De marktreactie op de beslissing blijft beperkt. Geldmarkten hadden sowieso al een bijkomende renteverlaging met 25 bpn verdisconteerd (60% ingeprijsd voor juni; (meer dan) 100% voor augustus). De RB-communicatie vandaag geeft weinig aanleiding om hier nog ‘verder door te duwen’. Hoe dan ook valt op dat markt het dieptepunt van de rentecyclus hoger ziet dan bij de ECB (RB +/- 2.0%, ECB minder dan 1.75% verdisconteerd). Hier vinden we dat markt te ver is weggelopen i.v.m. de ruimte voor ECB versoepeling. Tegelijk is die ‘marktpricing’ wel illustratie van een bijgestelde perceptie over de reactiefunctie van de Riksbank.

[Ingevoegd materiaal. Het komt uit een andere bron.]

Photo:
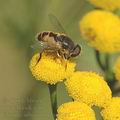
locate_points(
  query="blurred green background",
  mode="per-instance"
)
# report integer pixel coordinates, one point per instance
(21, 96)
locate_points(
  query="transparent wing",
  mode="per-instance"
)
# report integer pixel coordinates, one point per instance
(56, 23)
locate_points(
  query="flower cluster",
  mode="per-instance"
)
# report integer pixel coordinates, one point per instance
(112, 111)
(106, 4)
(101, 29)
(89, 88)
(51, 69)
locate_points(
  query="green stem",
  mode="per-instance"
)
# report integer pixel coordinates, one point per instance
(53, 97)
(106, 68)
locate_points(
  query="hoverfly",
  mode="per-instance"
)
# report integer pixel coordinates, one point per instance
(59, 43)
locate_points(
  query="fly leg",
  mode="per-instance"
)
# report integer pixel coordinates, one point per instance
(63, 58)
(44, 50)
(40, 55)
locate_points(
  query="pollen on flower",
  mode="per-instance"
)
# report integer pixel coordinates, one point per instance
(75, 111)
(50, 69)
(100, 29)
(112, 111)
(89, 88)
(106, 4)
(117, 69)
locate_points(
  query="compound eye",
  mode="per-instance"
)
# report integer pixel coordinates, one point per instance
(76, 51)
(65, 45)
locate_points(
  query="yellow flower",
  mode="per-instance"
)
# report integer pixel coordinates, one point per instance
(117, 69)
(51, 69)
(75, 111)
(101, 29)
(89, 88)
(112, 111)
(106, 4)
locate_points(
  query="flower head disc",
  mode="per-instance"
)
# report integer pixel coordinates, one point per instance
(89, 88)
(117, 69)
(75, 111)
(112, 111)
(106, 4)
(50, 69)
(101, 29)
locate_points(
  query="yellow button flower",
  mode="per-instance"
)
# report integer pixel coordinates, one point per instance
(51, 69)
(106, 4)
(112, 111)
(117, 69)
(75, 111)
(89, 88)
(101, 29)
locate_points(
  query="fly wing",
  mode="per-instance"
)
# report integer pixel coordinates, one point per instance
(56, 23)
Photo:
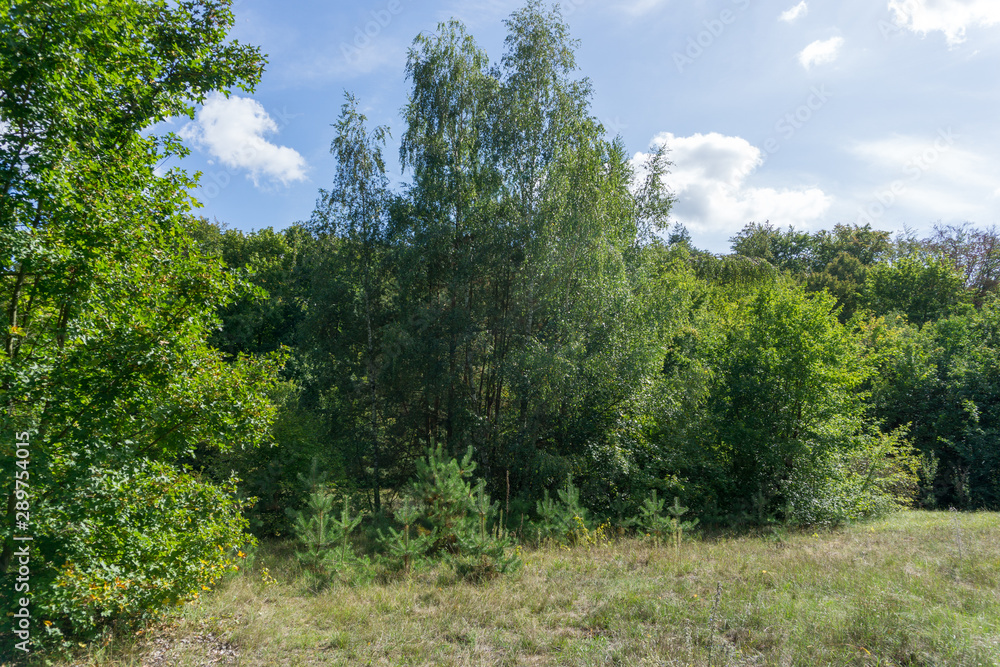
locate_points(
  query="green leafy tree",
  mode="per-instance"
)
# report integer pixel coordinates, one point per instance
(924, 288)
(355, 210)
(109, 302)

Zowel in de opgaande rentecyclus als in de eerste fase van de versoepeling was de verwachting dikwijls dat de RB het beleid liever iets te soepel dan te strak hield. Dat is ondertussen niet meer het geval.

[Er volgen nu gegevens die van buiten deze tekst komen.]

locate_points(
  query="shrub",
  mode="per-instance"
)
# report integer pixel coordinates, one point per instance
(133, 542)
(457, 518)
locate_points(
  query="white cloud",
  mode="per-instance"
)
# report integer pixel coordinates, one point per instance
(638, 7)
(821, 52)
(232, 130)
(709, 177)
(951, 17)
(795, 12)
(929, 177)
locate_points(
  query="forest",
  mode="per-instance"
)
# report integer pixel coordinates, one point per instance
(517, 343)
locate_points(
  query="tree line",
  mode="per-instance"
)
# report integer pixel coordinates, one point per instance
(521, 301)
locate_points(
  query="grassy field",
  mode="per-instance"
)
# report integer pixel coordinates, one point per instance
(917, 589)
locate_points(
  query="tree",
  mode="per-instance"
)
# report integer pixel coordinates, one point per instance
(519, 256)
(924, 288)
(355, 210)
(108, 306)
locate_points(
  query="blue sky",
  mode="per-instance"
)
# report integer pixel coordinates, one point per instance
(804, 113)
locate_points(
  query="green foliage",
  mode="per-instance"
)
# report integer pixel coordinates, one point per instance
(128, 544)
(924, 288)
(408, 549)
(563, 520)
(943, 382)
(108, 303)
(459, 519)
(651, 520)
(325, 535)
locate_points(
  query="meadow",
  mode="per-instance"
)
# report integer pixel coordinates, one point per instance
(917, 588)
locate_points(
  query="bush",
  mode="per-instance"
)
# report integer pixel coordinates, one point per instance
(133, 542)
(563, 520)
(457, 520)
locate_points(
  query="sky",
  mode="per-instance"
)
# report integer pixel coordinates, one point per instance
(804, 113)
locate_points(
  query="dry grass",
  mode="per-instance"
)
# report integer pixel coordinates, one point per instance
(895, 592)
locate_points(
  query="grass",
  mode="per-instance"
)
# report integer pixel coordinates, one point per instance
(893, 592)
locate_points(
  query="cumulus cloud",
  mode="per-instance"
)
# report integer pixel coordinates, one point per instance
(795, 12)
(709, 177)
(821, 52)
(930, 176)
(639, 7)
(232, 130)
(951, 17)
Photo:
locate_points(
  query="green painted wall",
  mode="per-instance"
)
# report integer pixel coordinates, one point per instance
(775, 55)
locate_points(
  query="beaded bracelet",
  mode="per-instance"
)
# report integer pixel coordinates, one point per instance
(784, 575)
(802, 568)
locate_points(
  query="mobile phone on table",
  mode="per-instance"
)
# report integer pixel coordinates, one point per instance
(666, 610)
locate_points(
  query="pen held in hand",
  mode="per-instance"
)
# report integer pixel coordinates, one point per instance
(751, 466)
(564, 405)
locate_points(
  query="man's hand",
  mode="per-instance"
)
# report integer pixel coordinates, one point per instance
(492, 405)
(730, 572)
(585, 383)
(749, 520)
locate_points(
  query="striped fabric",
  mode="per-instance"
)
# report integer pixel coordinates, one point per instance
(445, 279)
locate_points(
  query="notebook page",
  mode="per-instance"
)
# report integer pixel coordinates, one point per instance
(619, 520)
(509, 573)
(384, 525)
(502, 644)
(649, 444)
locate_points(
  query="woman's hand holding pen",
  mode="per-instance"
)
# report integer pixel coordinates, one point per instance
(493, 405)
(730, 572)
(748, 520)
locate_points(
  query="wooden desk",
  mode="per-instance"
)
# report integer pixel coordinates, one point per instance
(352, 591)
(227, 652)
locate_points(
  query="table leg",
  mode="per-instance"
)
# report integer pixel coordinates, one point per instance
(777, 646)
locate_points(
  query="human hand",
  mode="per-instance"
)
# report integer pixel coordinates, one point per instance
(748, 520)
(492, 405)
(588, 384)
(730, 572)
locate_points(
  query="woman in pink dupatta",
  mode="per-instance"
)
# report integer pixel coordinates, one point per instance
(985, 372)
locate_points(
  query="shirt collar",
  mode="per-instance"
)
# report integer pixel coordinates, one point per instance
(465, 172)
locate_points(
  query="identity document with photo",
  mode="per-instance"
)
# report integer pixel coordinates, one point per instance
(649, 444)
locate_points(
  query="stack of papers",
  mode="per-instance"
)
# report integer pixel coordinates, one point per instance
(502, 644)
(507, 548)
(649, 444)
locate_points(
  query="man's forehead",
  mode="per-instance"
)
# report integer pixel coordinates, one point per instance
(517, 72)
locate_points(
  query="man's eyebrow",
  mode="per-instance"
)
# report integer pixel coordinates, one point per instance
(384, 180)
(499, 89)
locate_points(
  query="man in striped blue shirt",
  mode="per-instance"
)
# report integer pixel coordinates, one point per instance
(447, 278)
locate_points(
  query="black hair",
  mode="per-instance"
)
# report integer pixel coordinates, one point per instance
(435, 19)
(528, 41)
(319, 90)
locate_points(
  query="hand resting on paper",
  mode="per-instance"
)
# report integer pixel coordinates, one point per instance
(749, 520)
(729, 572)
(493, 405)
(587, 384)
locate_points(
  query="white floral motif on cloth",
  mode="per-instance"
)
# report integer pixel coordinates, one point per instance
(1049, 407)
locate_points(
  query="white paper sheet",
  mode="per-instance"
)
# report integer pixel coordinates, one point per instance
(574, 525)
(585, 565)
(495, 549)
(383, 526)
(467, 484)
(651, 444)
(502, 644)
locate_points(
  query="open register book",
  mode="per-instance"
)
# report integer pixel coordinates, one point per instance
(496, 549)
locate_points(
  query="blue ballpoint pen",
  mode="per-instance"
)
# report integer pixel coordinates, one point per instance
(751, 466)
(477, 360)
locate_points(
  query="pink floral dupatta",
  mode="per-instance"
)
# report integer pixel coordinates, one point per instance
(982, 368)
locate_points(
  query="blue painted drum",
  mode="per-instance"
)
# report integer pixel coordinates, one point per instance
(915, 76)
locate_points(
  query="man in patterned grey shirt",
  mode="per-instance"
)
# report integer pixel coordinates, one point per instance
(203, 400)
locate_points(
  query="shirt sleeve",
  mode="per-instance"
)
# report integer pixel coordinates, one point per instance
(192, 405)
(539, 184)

De gewijzigde relatieve perceptie droeg waarschijnlijk deels bij tot het herstel van de kroon sinds het vierde kwartaal van vorig jaar. In een niet zo ver verleden woog oplopende marktvolatiliteit en risicoaversie meestal op de kroon. In een context waar vooral de dollar lijdt onder de onzekerheid van het Amerikaans handelsbeleid, gaat dat verhaal niet meer op. Marktliquiditeit blijft natuurlijk een nadeel voor de kroon vergeleken met munten zoals de euro of de yen. Anderzijds komen sterke fundamenten (lage schuldgraad, sterke externe positie) nu mogelijk wel meer in beeld. In maart profiteerde de kroon ook deels van de perceptie dat de Zweedse economie goed geplaatst is om in te spelen op het uitbreiden van defensie in Europa, al schoof dat thema recent opnieuw wat naar de achtergrond. In de nieuwe globale context en gezien de meer terughoudende RB aanpak inzake monetaire versoepeling gaan we er vanuit dat de kroon minstens gelijke trend kan houden met de euro en mogelijk zelfs nog geleidelijk wat verder terrein kan terugwinnen. De zone EUR/SEK 10.67 dient zich aan als een eerst steun (weerstand voor de kroon).
EUR/SEK: RB-beleid staat verder geleidelijk herstel van de kroon niet in de weg.